As Growth Slows in the BRIC, is the Emerging Market Dream Over?

Here’s an interesting article which picks apart some of the troubles the BRIC countries are going through. Livemint.com reports comments from Nouriel Roubini where he claims that excessive growth in these regions over the past few years could actually hurt the long-term progression of their economies. The article also mentions that it is unlikely that poor growth in the western world will remain in a bubble and that emerging markets are will sooner or later be affected. They also comment on the legislation that is holding back growth in many of these countries…
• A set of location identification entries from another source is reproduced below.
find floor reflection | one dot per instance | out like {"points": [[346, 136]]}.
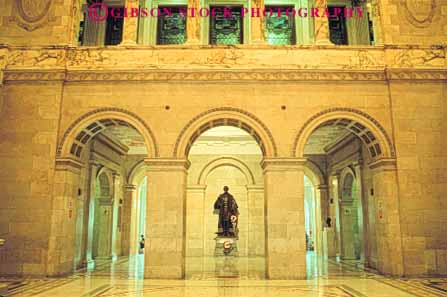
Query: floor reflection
{"points": [[227, 276]]}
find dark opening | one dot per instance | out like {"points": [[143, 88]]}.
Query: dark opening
{"points": [[226, 29]]}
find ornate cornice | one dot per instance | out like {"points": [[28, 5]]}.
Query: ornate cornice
{"points": [[166, 164], [34, 75], [241, 63], [416, 74]]}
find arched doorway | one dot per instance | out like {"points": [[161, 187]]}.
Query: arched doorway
{"points": [[102, 212], [351, 219], [225, 156], [355, 155], [103, 146]]}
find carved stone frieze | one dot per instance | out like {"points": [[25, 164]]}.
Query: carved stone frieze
{"points": [[201, 63], [422, 74], [26, 75], [416, 58], [234, 75], [32, 14], [37, 58]]}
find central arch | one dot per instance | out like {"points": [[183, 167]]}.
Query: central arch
{"points": [[225, 116], [226, 161]]}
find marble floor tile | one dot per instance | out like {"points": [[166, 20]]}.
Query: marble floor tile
{"points": [[233, 277]]}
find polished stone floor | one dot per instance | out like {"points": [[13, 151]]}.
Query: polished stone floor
{"points": [[227, 277]]}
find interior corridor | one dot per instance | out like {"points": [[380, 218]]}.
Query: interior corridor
{"points": [[125, 278]]}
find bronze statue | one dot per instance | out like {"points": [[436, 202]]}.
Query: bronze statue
{"points": [[228, 213]]}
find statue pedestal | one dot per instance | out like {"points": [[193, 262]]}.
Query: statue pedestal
{"points": [[226, 246]]}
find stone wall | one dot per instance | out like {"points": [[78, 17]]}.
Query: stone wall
{"points": [[40, 22], [28, 136], [419, 117]]}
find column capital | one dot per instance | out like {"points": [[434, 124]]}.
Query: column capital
{"points": [[196, 188], [255, 188], [166, 164], [282, 164], [130, 188], [384, 164], [323, 187]]}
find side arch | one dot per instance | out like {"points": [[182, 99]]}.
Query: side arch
{"points": [[225, 116], [314, 173], [226, 161], [368, 129], [83, 129], [137, 173]]}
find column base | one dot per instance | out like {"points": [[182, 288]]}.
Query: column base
{"points": [[258, 42], [193, 42], [128, 42], [323, 42]]}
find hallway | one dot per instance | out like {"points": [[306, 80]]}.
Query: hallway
{"points": [[240, 278]]}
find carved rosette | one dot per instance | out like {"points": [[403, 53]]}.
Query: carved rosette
{"points": [[32, 14]]}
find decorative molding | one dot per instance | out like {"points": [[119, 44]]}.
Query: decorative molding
{"points": [[225, 109], [115, 146], [228, 75], [255, 188], [34, 75], [385, 164], [166, 164], [416, 74], [226, 161], [32, 14], [130, 188], [347, 110], [282, 164], [68, 164], [412, 8], [104, 110], [219, 76]]}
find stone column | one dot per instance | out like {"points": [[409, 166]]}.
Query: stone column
{"points": [[388, 230], [193, 24], [129, 198], [130, 27], [284, 200], [195, 221], [321, 24], [362, 207], [257, 23], [324, 203], [61, 248], [165, 219], [256, 222]]}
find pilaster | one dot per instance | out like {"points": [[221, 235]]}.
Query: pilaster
{"points": [[129, 198], [388, 230], [130, 27], [285, 234], [166, 220], [321, 25]]}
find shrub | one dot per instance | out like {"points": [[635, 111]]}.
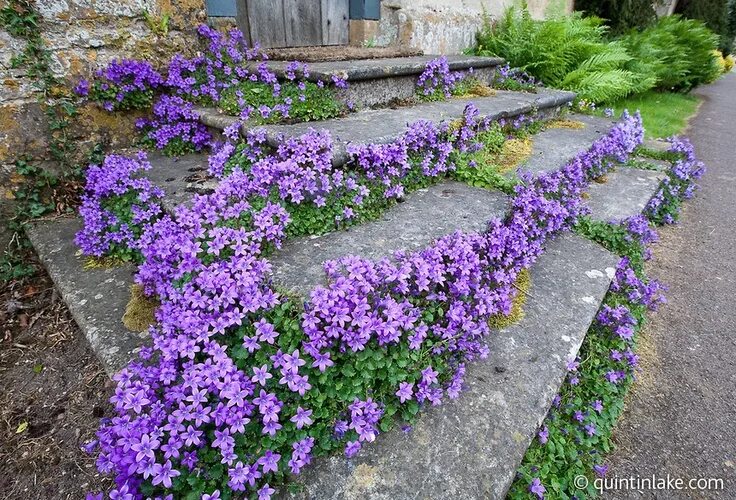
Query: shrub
{"points": [[678, 52], [569, 52], [715, 15]]}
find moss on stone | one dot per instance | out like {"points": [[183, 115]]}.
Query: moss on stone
{"points": [[513, 153], [476, 89], [140, 311], [522, 284], [101, 263]]}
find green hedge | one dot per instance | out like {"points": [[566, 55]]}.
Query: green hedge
{"points": [[574, 53]]}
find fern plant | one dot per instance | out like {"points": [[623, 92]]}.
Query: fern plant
{"points": [[678, 52]]}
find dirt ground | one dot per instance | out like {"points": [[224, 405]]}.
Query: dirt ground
{"points": [[53, 392]]}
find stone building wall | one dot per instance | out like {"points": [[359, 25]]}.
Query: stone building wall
{"points": [[81, 35]]}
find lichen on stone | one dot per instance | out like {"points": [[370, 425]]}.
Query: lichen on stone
{"points": [[513, 153], [101, 263], [140, 313], [565, 123], [522, 284]]}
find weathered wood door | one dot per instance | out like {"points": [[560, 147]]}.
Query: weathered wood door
{"points": [[294, 23]]}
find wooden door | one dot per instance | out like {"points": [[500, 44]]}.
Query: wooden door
{"points": [[294, 23]]}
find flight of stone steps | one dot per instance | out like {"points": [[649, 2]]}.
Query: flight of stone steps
{"points": [[478, 440]]}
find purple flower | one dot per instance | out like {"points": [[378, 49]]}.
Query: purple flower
{"points": [[405, 391], [352, 448], [164, 473], [600, 470], [543, 435], [301, 418], [537, 488]]}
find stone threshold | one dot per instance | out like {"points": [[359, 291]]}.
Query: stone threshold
{"points": [[372, 69]]}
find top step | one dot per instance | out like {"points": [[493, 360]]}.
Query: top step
{"points": [[386, 125], [381, 82], [373, 69]]}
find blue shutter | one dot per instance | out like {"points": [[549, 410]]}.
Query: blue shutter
{"points": [[221, 8]]}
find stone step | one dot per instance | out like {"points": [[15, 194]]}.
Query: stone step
{"points": [[425, 216], [386, 125], [180, 177], [379, 82], [96, 297], [555, 146], [623, 193], [471, 447]]}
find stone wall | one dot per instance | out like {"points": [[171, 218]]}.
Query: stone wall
{"points": [[82, 35], [447, 26]]}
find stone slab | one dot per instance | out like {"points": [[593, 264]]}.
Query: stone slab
{"points": [[471, 447], [625, 193], [386, 125], [95, 297], [554, 147], [372, 69], [426, 215]]}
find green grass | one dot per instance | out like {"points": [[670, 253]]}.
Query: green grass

Indeed, China’s slowdown reflects an economic model that is, as former Premier Wen Jiabao put it, “unstable, unbalanced, uncoordinated, and unsustainable,” and that now is adversely affecting growth in emerging Asia and in commodity-exporting emerging markets from Asia to Latin America and Africa. The risk that China will experience a hard landing in the next two years may further hurt many emerging economies.

Roubini is also worried about the effect that ending of quantitative easing will have on these markets. Saying that the Fed has indicated that the end of low interest rates maybe just around the corner. Finally, and possibly most importantly, it is important to note that many of these countries are operating at a deficit…

Finally, while many emerging-market economies tend to run current account surpluses, a growing number of them—including Turkey, South Africa, Brazil, and India—are running deficits. And these deficits are now being financed in riskier ways: more debt than equity; more short-term debt than long-term debt; more foreign-currency debt than local-currency debt; and more financing from fickle cross-border interbank flows.